On Jan. 3, the city declared a vacancy on the city council after newly sworn-in Mayor Steve Callaway took over earlier this month.
Several people have already filed to fill Callaway's old Council seat, but outspoken critics in Hillsboro and beyond are asking the city to appoint someone of a diverse background to the council when it makes its decision next month.
The council is currently made up exclusively of white men. The makeup of the council changed this month after former Councilor Olga Acuña's departure. Nearly 40 percent of Hillsboro residents are not ethnically white.

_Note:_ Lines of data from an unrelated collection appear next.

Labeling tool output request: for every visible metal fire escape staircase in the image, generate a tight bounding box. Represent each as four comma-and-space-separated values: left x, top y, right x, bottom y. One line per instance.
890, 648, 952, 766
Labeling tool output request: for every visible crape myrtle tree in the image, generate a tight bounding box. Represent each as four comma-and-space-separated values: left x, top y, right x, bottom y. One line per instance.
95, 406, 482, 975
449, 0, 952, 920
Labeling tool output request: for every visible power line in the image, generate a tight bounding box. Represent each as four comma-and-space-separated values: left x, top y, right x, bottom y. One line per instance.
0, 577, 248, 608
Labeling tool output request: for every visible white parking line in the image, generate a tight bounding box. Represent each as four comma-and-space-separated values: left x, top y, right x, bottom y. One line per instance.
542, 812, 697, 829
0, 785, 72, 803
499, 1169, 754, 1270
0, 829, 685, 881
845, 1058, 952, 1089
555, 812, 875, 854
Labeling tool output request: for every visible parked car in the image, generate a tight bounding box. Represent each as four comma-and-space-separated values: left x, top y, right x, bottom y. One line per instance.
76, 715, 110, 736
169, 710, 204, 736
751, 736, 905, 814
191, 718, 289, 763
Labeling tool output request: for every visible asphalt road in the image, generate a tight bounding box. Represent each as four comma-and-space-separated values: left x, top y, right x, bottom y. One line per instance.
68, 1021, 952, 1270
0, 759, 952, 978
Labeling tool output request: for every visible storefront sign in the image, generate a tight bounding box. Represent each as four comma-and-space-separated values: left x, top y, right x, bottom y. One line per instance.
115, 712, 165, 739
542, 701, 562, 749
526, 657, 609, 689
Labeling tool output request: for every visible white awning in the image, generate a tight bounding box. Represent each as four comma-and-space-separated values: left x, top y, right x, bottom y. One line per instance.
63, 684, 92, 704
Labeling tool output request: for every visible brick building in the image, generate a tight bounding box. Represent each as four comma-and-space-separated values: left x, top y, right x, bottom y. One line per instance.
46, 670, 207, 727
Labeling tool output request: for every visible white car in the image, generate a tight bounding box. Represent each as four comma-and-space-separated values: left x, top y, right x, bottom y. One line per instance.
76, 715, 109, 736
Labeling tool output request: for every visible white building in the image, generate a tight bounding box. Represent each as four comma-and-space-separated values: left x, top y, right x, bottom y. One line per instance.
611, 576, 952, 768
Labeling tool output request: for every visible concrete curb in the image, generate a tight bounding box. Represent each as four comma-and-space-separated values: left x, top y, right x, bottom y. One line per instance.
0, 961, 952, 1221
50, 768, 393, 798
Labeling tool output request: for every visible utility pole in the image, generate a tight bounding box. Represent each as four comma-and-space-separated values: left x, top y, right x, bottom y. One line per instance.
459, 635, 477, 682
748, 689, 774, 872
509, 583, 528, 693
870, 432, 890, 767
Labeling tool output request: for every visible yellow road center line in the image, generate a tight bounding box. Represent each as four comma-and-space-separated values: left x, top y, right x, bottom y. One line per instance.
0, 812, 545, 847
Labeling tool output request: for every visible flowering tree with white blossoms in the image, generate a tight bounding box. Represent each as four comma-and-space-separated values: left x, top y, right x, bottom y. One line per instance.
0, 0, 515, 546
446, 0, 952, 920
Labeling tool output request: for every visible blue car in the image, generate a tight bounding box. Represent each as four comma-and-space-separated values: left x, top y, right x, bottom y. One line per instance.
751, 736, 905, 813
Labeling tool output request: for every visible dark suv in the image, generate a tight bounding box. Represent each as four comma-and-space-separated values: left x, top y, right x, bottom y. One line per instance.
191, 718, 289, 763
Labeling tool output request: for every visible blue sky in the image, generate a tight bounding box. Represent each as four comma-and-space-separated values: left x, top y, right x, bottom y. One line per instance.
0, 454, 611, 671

Addressing the council last week, 50-year resident Jaime Rodriguez said he's seen the city grow and diversify a great deal in his life, but added that Hillsboro "has so much more to grow."
"Consider the vision you have for the city," he said, noting what he identified as a lack of accurate ethnic representation on council. "Diverse communities bring ideas. All we want is to be represented with a voice."
Demographically, nearly one-quarter of residents are Latino, 10 percent are Asian, and roughly 2 percent are Black.
So what's the council to do?
When speaking to a group of city leaders and business owners on Tuesday Callaway was asked about the upcoming council appointment and what residents should know about the council's decision-making process.
"It's truly about picking the right person that is going to serve Hillsboro well," he said. "I'd like to see somebody who would use these next two years as an opportunity to grow and then run for re-election in 2018."
Currently, there are six applicants with 10 days left to apply.
"Somebody who's involved in our community — familiar with our community — is very important," Callaway said of the new prospective councilor. "(Particularly) somebody (who) has experience with boards, commissions, or committees ... so that you understand how to work with others and work toward consensus and toward common goals."